Hi Belxan, welcome to the thread that none of us really wants to be on! 
Echoing that you should push to see a dietician. I'd also ring your midwife (diabetes midwife preferably, if you've got a number for one) and double check what you're supposed to be doing with your diet - do they want you eating your normal diet for two weeks so they can get an idea of what your sugars are like?
How often have you been told to test your blood? Fasting is obviously what it sounds like, you do it before you eat or before bed. You would time a 1hr or 2hr post-prandial (after eating) for the time you finish your meal, not when you start eating. That really confused me too at first, but my lovely friend has type 1 and explained it to me!
The hospital should have given you control solution with your meter, or possibly a prescription for it if it's available on prescription. You should be able to ring the manufacturer and ask where you can get hold of more as you need to use it when you set the meter up, and every so often to check it's still accurate, usually when you come to the end of a batch of strips. My meter has a cassette instead of strips, so I have to use control fluid every time I change a cassette, which is every 50 or 100 tests. I got three little things of control fluid from the hospital but have been told to ring the manufacturer to ask how I can get more.
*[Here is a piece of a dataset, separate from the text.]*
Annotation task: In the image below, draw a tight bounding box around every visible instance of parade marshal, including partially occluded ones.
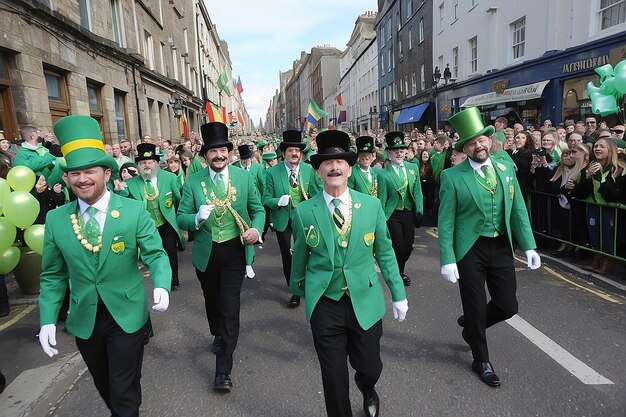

Don't worry so much about carb counting until you've confirmed with your midwife what you should be doing with your diet over the next two weeks. Those of us that do it are either doing it because we've been given a target of how many carbs to eat at each meal; are trying to find out how different amounts affect sugars, or because we're on fast-acting insulin and need to calculate doses.
Longest reply ever! If I'm teaching you to suck eggs, I apologise! I had to figure out a lot of stuff on my own as I diagnosed myself with GD before I was officially diagnosed (don't ask).
------
I am now on insulin, as suspected. Only 6 units of intermediate-acting, to work in the background. I'm still carrying on doing post-prandial because I think it's useful for me, even though my hospital only want four fasting results per day. I had the annoying thing where my lunch sent me high today and the exact same lunch last week was FINE.